In my own experience, I have felt the rough end and poor attitude of working for a club. I had a club’s chief scout approach me a couple of seasons back, asking for opposition reports on an ‘as-and-when’ basis. Great! It’s what we do at The Scouting Network, and I was happy to cover the first game. They liked the report and many more followed. Invoice time came, slight delay. Fine. More games followed, again happy to do so. Second invoice time came. More games. Reminder of the two previous invoices was sent. I was then told by the chief scout to speak to their finance team and was given details. I spoke to an assistant, where I was told the invoice would be paid end of the week. More games. No payment. Spoke to chief scout, where he said, “It’s not my problem – you need to speak to the finance team!” Spoke to the finance team, still the assistant and not the actual person in charge..… it took 4 months for a first payment, then a further 3 months for the rest. Almost every day I was on the phone trying to speak to the head of the finance department who was either ‘on holiday’ or ‘out of office’. No wonder it took so long to get a single penny.
The chief scout I dealt with washed his hands with the whole affair, with an attitude that suggested “Well, why should we pay you!??”. Well, because, we have spent a large amount of money, time and effort to get YOUR requested games covered, we are a small company that cannot afford to not be paid. We have dedicated scouts travelling to cover these games. They need and deserve paying.
I actually highlighted such reasons in a strongly worded e-mail to him. The sheer fact I had to highlight these basic fundamentals of how business works still staggers me to this day.
By this time the season had ended, but sure enough come the first week of the next season I get an e-mail from the very same chief scout asking for me to cover games. “Yes, but we would need to set up a direct debit to ensure we are paid monthly and without issue”. “We can’t do that – the club won’t sign off on that”. Needless to say, I turned down the work.
I am not talking about ALL clubs.
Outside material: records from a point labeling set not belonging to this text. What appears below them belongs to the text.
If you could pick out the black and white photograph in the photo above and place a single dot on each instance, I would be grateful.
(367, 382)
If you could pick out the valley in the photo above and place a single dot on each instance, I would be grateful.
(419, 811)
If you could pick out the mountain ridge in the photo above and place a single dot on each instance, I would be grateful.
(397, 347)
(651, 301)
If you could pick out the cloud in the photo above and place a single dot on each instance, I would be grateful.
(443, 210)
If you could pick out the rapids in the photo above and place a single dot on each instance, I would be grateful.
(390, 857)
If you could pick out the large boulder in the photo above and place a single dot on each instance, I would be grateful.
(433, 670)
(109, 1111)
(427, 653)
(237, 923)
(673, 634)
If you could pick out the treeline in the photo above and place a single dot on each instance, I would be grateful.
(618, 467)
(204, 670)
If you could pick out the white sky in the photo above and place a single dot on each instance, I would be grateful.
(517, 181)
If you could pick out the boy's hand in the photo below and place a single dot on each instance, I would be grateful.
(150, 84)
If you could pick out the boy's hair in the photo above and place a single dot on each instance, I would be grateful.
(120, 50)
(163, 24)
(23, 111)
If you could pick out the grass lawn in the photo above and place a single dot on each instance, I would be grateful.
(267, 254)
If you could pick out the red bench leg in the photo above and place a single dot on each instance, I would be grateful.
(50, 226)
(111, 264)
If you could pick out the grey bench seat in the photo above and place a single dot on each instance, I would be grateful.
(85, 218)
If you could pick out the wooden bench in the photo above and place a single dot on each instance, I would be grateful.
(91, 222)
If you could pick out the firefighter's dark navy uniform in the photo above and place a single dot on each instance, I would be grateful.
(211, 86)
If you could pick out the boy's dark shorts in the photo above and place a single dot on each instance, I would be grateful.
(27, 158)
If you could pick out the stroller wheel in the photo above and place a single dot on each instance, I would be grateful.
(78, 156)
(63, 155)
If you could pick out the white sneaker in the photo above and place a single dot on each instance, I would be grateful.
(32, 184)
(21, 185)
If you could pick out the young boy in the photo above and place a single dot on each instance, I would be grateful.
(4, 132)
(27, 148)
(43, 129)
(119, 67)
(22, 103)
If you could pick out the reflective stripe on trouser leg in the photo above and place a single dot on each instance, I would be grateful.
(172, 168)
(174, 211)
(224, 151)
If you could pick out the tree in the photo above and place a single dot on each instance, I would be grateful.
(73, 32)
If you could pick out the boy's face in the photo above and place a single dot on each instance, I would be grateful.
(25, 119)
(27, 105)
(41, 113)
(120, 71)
I have had the pleasure of working with many over the years and they have been nothing but professional and always appreciated the work we did and, shockingly, paid their invoices on time!
It’s an all too familiar and distasteful fabric within the game that clubs are taking full advantage of young, talented scouts. I have had many a phone call with scouts who are close to tears because they feel taken advantage of, that they have spent their entire weekends watching games and compiling detailed reports, going more than the extra mile and spending their own money for the pleasure.
Certain clubs are determined to gather the information no matter who they tread on, whether it be on opposition or potential signings, they need scouts yet don’t seem to appreciate them, in fact, they seemingly prefer to completely disrespect them in quite a vile manner. They just want something for free and feel that they are doing scouts a favour by handing them an opportunity. This is a fob-off approach and it’s time it changed.
Budget. It’s one of the most potent words in lower level football. Understandably so, but some of the clubs I have done work for have the lowest budget in the league, yet they appreciate the value of scouting work, appreciate the value of the scout undertaking the work and therefore will pay what it costs.
A club signs a player for fee, the new player agrees terms of wages and length of contract. Protocol. Next to the player is an agent who has done very little but will receive 10% of this transaction which the club will pay. Protocol. The club may be lucky down the road, receiving a sell-on fee of which the agent will also receive 10%. Protocol. The scout who spent a great deal of his time and money tracking, unearthing such players, missing time from the family, writing detailed reports may get paid 40p per mile. Protocol.